Friday, April 26, 2024

We Will Remember Them… But Did We Ever Deserve Their Sacrifices?

In America, it’s Veteran’s Day. Across the United Kingdom and the Commonwealth, it is Remembrance Day. In New Zealand, France, and Belgium it is Armistice Day, and in Poland, it is National Independence Day.

And it is an especially hard day in 2021, considering the sacrifices made by those who came before us, and the circumstances we have allowed to develop in their absence.

The fourth verse of For the Fallen by Laurence Binyon is the traditional Remembrance Day poem in the United Kingdom. Few have not heard it, even of younger generations:

They shall grow not old, as we that are left grow old:

Age shall not weary them, nor the years condemn.

At the going down of the sun and in the morning

We will remember them.

But the first verse perhaps should give us more pause, this year:

With proud thanksgiving, a mother for her children,

England mourns for her dead across the sea.

Flesh of her flesh they were, spirit of her spirit,

Fallen in the cause of the free.

And whether you are from England, American, Australia, Canada, France, Belgium, Poland, New Zealand, or otherwise, those final words should resonate.

“Fallen in the cause of the free.”

The people the world remembers today were not fighting for a political party, nor for an oligarchy. They were fighting for something we have let too easily slip through our fingers. Basic freedoms. Freedoms, in fact, from oppressive, overbearing governments with little regard for life, and only regard for ideological or partisan compliance.

And today’s services of remembrance sting that little bit more knowing what hell the West hath wrought in our decades-long foreign wars that have left so many without full lives or full families.

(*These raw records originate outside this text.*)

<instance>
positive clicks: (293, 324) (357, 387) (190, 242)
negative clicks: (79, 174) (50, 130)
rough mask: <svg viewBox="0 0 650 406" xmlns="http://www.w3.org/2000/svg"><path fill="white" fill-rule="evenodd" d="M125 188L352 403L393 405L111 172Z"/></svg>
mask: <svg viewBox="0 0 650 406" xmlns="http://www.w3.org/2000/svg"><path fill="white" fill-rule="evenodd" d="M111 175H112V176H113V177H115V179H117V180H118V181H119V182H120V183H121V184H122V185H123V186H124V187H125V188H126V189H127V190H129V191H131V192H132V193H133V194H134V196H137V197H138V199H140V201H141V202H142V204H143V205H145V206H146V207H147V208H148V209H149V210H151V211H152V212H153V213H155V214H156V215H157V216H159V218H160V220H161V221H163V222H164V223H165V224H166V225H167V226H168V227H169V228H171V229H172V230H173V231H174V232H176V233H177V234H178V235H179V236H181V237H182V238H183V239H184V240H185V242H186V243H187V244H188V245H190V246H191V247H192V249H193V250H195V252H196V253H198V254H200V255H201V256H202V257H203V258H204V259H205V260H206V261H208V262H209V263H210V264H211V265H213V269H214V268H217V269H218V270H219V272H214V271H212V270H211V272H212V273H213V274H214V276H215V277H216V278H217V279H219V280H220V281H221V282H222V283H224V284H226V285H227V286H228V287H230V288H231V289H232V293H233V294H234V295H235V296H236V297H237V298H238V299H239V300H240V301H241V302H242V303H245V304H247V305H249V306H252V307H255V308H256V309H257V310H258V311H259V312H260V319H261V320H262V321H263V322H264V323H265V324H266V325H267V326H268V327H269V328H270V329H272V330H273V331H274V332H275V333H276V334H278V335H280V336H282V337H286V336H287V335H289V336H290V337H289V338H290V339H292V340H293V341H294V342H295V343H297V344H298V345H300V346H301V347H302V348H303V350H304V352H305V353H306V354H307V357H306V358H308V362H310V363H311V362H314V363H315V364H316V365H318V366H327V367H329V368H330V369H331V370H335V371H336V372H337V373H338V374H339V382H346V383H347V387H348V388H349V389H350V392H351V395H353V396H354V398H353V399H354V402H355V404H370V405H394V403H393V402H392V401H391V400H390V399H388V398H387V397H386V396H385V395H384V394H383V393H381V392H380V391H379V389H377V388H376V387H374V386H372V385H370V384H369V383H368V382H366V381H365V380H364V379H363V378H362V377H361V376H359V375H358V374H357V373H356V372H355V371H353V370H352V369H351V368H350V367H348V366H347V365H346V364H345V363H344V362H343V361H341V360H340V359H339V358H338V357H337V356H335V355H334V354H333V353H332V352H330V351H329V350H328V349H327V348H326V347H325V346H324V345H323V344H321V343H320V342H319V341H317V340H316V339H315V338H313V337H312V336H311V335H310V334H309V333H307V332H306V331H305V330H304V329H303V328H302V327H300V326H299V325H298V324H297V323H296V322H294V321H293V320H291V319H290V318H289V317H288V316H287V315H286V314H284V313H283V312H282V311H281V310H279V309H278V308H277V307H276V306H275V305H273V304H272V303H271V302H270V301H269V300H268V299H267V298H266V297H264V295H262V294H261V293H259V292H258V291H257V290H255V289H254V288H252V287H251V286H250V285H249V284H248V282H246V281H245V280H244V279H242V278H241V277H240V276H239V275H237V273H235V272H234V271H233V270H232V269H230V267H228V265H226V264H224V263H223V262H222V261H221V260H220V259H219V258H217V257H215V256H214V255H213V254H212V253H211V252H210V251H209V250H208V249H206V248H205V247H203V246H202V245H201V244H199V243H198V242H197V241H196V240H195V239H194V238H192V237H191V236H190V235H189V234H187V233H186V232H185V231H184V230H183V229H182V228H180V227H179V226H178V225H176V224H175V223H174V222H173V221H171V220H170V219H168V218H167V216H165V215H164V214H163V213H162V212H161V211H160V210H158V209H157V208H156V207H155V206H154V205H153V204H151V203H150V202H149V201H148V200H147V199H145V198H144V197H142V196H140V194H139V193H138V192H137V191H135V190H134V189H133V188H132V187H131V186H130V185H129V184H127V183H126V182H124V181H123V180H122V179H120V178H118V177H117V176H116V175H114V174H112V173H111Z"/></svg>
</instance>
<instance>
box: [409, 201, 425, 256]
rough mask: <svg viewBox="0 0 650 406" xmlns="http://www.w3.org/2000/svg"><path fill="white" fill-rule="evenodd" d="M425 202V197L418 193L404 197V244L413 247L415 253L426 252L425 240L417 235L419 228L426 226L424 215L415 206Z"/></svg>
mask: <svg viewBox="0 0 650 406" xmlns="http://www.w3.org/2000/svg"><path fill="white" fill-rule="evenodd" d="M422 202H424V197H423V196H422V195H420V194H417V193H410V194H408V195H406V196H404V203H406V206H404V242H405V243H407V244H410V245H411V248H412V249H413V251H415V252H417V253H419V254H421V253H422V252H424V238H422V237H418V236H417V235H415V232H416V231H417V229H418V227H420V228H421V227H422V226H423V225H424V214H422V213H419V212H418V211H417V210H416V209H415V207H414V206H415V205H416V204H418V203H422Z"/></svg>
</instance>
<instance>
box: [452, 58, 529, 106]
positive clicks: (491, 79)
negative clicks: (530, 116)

The draw down in Afghanistan just three months ago served as a reminder – which of course most have now already forgotten – of the fragility of Western military might. And indeed the futility of our abilities to project values in places where they bear no weight.

That very point separates the hills of Kandahar from the Flanders Fields, not that the sharpest minds in foreign policy and military strategy seem to recognize it.

But then again, they’ve been very wrong, for so very long. As Peter Hitchens noted in pre-COVID 2018:

It has also struck me, since I am so often told that those who fought in 1914 did so for our freedom, that we are far less free as a people, from all kinds of government interference, than we were before that war. It was 1914 that began the era of heavy taxation, surveillance, regulation and general snooping and bureaucracy which now stifle us.

It was also 1914 that swept away the restrained and quiet world of yesterday, and the great, stuffy cumbersome empires of Austria, Germany and Russia, replacing them with the slick murderous modern empires of the Nazis and the Bolsheviks. Was this progress?

It wasn’t progress. And no “progress” has been made since the world removed those evils it installed in place of the empires that came before them. In reality, all we’ve achieved in 100+ years besides the good technological advancements that came from some relatively free enterprises using capital to lift people from poverty is cementing the dark specter of centralization as a means of governance. Today, we reap what has been sown.

“Fallen in the cause of the free”?

We do little to prove we ever deserved their sacrifices.